In a recent article we talked about the work our co-founder and Speech Therapy Director, Mandy Alvarez, does to educate parents, teachers and administrators about the difference between social conflict and bullying. Borrowing from the ideas of Signe Whitson, Mandy highlights the importance of carefully evaluating situations involving social conflict before labeling them as bullying. Here, we’ll talk about true bullying. When true bullying happens it’s important for teachers and administrators to be involved, but there are steps parents can take to deal with it and, more importantly, help prevent it from happening in the first place.

Bullying Defined

Bullying is when a child is repeatedly aggressive, on purpose, towards another child who is viewed as “weaker”. While Mandy stresses the importance of not treating all social conflict as bullying, she acknowledges that true bullying is a serious issue that can have detrimental effects on both the child being bullied and the one doing the bullying.

Why Do Children Bully?

Here are some reasons children may exhibit bullying behavior:

  • Lacking lack self-esteem and seeking attention and validation through bullying behavior.
  • Wanting to stand out and feel important, powerful, or popular; targeting kids they think they can overpower—those who are perceived as “different,” get upset easily, or have trouble standing up for themselves.
  • Demonstrating a learned behavior, stemming from growing up in an environment where anger, shouting, and other aggressive behavior is common.
  • Copying peers, or reacting to having been bullied themselves.
  • Lacking understanding or care for others’ feelings and needed help with perspective-taking, and reading and interpreting non-verbal language.
  • For children with sensory challenges, their behavior can be misinterpreted as bullying.

What Can Parents Do to Prevent their Children from Bullying?

Mandy stresses that the number one thing parents can do to prevent their children from bullying behavior is to model how to treat others with respect. We can ask ourselves these questions:

  • Do I talk to my partner and others close to me with respect?
  • When my kids see me arguing with someone, do they see me escalate to shouting and name calling? Do they see me work it out?
  • Do I disparage or make fun of people we come into contact with in our day-to-day, like when I am angry at another driver or annoyed by a supermarket worker?

None of us is perfect, but our kids look to us for guidance in every way. If we want them to avoid bullying behavior, they need to see us doing our best to treat others with kindness and resolve conflicts in respectful ways.

What Can Parents Do to Prevent their Children from Being Bullied?

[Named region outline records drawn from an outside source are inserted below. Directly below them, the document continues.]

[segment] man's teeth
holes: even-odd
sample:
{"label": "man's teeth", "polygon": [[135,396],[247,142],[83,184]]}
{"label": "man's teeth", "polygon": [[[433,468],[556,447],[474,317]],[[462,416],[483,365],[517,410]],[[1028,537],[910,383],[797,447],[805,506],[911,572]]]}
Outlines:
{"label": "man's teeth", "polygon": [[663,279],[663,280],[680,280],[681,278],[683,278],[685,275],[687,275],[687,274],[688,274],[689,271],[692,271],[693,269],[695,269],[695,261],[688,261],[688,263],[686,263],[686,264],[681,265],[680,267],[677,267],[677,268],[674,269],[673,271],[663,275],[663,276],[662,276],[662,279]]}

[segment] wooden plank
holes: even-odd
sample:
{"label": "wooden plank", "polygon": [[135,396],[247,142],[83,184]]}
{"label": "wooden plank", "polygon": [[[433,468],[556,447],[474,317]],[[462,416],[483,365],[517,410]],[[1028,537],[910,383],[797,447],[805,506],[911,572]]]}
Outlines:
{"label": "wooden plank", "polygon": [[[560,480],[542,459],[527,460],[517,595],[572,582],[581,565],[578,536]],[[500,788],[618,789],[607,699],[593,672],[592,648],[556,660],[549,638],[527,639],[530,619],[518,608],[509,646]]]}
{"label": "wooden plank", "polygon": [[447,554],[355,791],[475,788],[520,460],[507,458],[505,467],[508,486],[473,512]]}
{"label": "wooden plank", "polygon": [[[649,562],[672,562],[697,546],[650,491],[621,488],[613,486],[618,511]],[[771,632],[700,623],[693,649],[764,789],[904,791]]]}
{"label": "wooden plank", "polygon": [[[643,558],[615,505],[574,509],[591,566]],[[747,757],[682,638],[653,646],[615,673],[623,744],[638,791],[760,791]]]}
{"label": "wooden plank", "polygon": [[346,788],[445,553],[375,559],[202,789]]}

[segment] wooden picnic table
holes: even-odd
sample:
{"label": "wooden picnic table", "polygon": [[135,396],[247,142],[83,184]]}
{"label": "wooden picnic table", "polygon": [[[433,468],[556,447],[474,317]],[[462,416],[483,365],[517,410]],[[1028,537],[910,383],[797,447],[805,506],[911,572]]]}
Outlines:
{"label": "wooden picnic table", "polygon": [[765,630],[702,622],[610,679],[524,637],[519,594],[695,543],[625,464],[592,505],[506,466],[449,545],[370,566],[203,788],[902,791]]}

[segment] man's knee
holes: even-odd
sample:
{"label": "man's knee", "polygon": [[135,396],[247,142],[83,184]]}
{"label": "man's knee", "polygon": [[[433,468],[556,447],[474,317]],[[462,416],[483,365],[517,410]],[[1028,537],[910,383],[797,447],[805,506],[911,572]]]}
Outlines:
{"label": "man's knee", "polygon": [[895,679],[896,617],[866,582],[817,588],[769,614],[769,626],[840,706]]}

Just as we need to model how to treat others with respect, we also need to model how to deal with people who are aggressive towards us. If someone picks on us or behaves in a rude or mean way, we can show our kids how to stand up for ourselves and get away from the situation before it escalates.

Mandy encourages parents to teach their kids the following strategies for dealing with children who exhibit bullying behaviors:

  • Stop bullying behavior from happening by steering clear of the aggressor. As much as possible, avoid kids who behave unkindly. If you see them, go in another direction. Don’t give them a chance to bother you.
  • If you can’t avoid the aggressor, don’t give him or her the reaction he or she wants. Kids who exhibit bullying behavior feel powerful if they know they succeeded at hurting your feelings. If you have a run-in with an aggressor, do your best to not react. Don’t show your feelings or hit, kick, push or say mean things back. Either ignore them, or say a simple, “Stop it!” in your bravest voice and get away as quickly as possible. Find a safe place or adult and then if you feel like being upset, go for it.
  • Even if you don’t feel confident, fake it. When you feel afraid, you probably don’t feel very confident. But sometimes just pretending you’re brave is enough to stop someone from bullying you. Straightening your back and holding your head high is powerful nonverbal language that tells a potential aggressor that they will not get a reaction out of you.
  • Work on feeling confident for real. Pretending to feel confident might get you out of some tricky situations, but actually feeling confident will make you less of a target. Think about all the things you can do to feel healthy, well-groomed, and successful, and work towards those goals.
  • Get a buddy and be a buddy. There is strength in numbers. If you are being taunted at recess, plan to hang out with a friend during that time. If one of your friends is having trouble, do the same for them. If you see someone being treated unkindly, tell the aggressor to stop and tell an adult.

Our Relationship with Our Child is Key

Mandy emphasizes that having a strong, loving bond with our kids is the best way to help them through any challenge. One way to nurture this bond is by establishing a bedtime talk routine. Each night before bed, when neither you nor your child is distracted, lie down with them and ask about the day—both the good and challenging things that happened. Listening to your child and engaging in calm, non-judgmental conversation will encourage them to open up to you, and create space for you to praise their positive actions and collaborate about challenges and solutions.